А дышать надо так: на вдох глубокий отвечал таким же выдохом, а сам себе о ту пору улыбался. Только вот не лицом улыбался, не ртом, как мы привыкли, а улыбался душою своею, так что, думаю, улыбки той моей и не видели другие, кто вкруг меня собирался. А может, и видели – о том не ведаю, потому что как научился я дышать да улыбаться, так стало так хорошо мне, как прежде хорошо никогда не бывало. На что мне думать о том, что думают про меня и про улыбку мою другие?
В таких размышлениях и отправился я в обратный путь на Родину, ибо лучше Родины ничего нет. Пусть хороши те края, где бывал я прежде, да только тосковал-печалился по Родине чуть не каждый день. С каждым днем печаль все больше и больше делалась, становилось мне все грустнее. Если что и спасало меня, так эта та улыбка, что была во мне. Хотелось мне улыбаться все больше и больше, дышать все ровнее и ровнее. Спрашивал я у наставника моего: хочу, дескать, научиться пуще улыбаться. Наставник в ответ головою качал, видно было, что сердился и не велел мне пуще улыбаться. А однажды сказал, что, мол, улыбку эту и дыхание с нею вместе нельзя часто пользовать, иначе может не поздоровиться. Не поверил я наставнику, но послушал его. Когда же понял, что тоски по Родине мне не избыть, взял мешок свой, посох и пошел, поклонившись на прощанье низко и стране дальней, и людям ее, и наставнику моему. Шел я вновь через пустыню, плыл на корабле, шел степями да лесами, пока не вернулся в земли Псковские, сердцу моему дорогие и близкие, в славный свой монастырь Мирожский, веками освященный, что стоит на берегу реки, именуемой Великой, неподалеку от того места, где в реку Великую впадает река Пскова. В монастыре Мирожском вот уже более сорока лет подвизаюсь я смиренным монахом-иноком, учу людей добру, наставляю тех, кто заблудился на просторах житейских да помню уроки наставника моего из стран дальних, уроки, что учили меня улыбке и дыханию ровному.

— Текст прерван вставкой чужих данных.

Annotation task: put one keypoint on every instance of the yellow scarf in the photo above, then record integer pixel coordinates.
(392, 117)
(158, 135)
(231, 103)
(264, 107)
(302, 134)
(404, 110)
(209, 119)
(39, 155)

Расскажу, как вернувшись в мой родной Псков, стал детей боярских я учить. Сажал рядком я детей боярских, да изо дня в день твердил им, чтобы улыбались, а чтобы получилась у детей боярских та улыбка, учил и дыханию ровному. Сам тому искусству учился я полтора года, детей же боярских в Пскове учил лишь четыре месяца, и того хватило, чтобы понял я: не все так просто с улыбкой той и с дыханием, как казаться мне могло прежде.
Вспомнил я слова наставника предостерегающие. Глядел на детей боярских и думал: прав был наставник мой. Случилось же с детьми боярскими, учениками моими вот что: улыбались они, как я им и велел, дышали ровным дыханием, про которое твердил я им неустанно; все делали они, как было представлено в уроках да наставлениях моих. Спросил учеников: “А хорошо ли вам?” Отвечают, хорошо, отец Леонтий. А меня что-то гложет изнутри. Как-то раз пришел и вижу: сидят мои ученики, улыбаются не душою, а губами, дышат ровно-преровно, глаза у них открыты, да только вот жизни и нет – словно спят дети боярские. Ох, и тряс я их, и в уши им кричал, и бить пытался – дышат и улыбаются.